Pediatric cardiology teams often develop deep, long-term relationships with their patients and families. The loss of that relationship at eighteen is not simply administrative. For many young adults, it feels like losing the people who understood them most completely, handed off to strangers who may not even know what their scar means.
What a Ready System Would Look Like
The solution is not simple, but it is knowable. The American Heart Association, the American College of Cardiology, and numerous pediatric cardiology organizations have published guidelines on CHD transition care. The roadmap exists. What is missing is the will and the resources to implement it consistently and equitably across the country.
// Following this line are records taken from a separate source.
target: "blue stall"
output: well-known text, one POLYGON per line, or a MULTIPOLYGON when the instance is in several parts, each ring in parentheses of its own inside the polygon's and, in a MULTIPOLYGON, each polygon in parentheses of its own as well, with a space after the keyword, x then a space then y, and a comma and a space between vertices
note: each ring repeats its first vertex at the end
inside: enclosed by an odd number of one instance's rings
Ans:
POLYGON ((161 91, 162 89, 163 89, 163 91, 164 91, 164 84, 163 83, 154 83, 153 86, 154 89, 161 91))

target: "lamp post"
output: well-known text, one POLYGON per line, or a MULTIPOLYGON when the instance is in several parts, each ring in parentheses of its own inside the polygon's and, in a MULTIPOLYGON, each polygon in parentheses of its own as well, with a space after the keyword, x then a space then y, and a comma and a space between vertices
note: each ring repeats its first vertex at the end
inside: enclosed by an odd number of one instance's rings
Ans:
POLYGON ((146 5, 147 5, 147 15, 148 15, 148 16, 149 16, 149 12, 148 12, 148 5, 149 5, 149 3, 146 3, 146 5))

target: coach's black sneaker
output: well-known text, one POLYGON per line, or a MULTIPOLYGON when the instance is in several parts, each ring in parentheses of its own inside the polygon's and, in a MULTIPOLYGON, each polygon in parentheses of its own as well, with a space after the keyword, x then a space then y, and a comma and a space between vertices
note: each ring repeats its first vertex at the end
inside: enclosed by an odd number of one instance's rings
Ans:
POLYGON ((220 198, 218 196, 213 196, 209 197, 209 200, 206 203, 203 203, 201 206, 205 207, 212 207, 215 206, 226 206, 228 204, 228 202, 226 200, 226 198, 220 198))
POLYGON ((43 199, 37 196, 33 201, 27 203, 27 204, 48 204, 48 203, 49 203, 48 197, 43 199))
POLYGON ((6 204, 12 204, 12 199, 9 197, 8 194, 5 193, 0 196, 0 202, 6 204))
A system that is truly ready for adult CHD patients would include:
- Formal transition programs beginning no later than age fourteen, with patient education, self-advocacy training, and coordinated handoff planning built in from the start
- Dedicated adult congenital heart disease programs at every major medical center in the country, staffed by fellowship-trained ACHD specialists
- Telehealth infrastructure that connects CHD survivors in rural and underserved areas to specialized ACHD expertise regardless of geography
- Psychological support integrated into adult CHD care, not referred out, not optional, built into the standard of care
- Insurance frameworks that recognize the lifelong specialty care needs of CHD survivors and cover ACHD specialist visits without requiring repeated prior authorizations
- A national registry of adult CHD patients that allows for coordinated research, outcome tracking, and proactive outreach to patients who have disengaged from care
- Fellowship training expansion in adult congenital heart disease so that the next generation of cardiologists includes far more specialists prepared to serve this population
The Stakes of Getting This Wrong
When a CHD survivor loses contact with specialized care during the transition years, the consequences do not always appear immediately. They accumulate. An unmonitored arrhythmia becomes a dangerous one. A valve that needed attention is not noticed until it is in crisis. A pregnancy that required specialized cardiac monitoring proceeds without it. A life that was saved by extraordinary medical intervention is shortened by ordinary medical neglect.
This is not a hypothetical. It is happening now, to a generation of survivors who beat the odds of their diagnosis only to encounter a system that was not ready for them to grow up.
We owe them more than the surgery that kept them alive. We owe them the system that keeps them living.